An administrator is troubleshooting network isolation in a Linux container environment. The container should have its own network stack, but it appears to be using the host's interfaces. Which command correctly runs a command inside a network namespace named 'ns1' to verify its network configuration?

A.nsenter -t 1234 -n ip addr show
B.ip netns exec ns1 ip addr show
C.unshare -n ip addr show
D.ip netns add ns1
AnswerB

Executes command in named network namespace.

Why this answer

Option B is correct because the `ip netns exec` command is specifically designed to execute a command within a given network namespace. In this scenario, `ip netns exec ns1 ip addr show` runs the `ip addr show` command inside the network namespace named 'ns1', allowing the administrator to verify that the container has its own network stack and is not using the host's interfaces.

Exam trap

The trap here is that candidates confuse `nsenter` with `ip netns exec`; while both can enter a network namespace, `nsenter` requires a process PID and does not directly support named namespaces, whereas `ip netns exec` is the correct tool for named network namespaces like 'ns1'.

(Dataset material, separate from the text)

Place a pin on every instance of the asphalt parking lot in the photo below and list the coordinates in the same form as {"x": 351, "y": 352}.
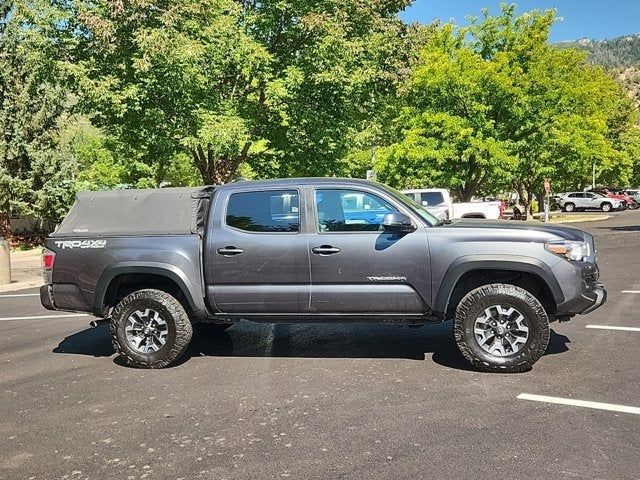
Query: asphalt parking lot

How to eliminate wrong answers

Option A is wrong because `nsenter -t 1234 -n ip addr show` enters the network namespace of a process with PID 1234, not a named namespace like 'ns1'; it requires a running process PID and does not directly target a named network namespace. Option C is wrong because `unshare -n ip addr show` creates a new network namespace and runs the command in that new namespace, but it does not execute the command inside an existing namespace named 'ns1'; it would show the network configuration of a fresh, empty namespace, not the target one. Option D is wrong because `ip netns add ns1` only creates a new network namespace named 'ns1' but does not run any command inside it; it is a setup step, not a verification command.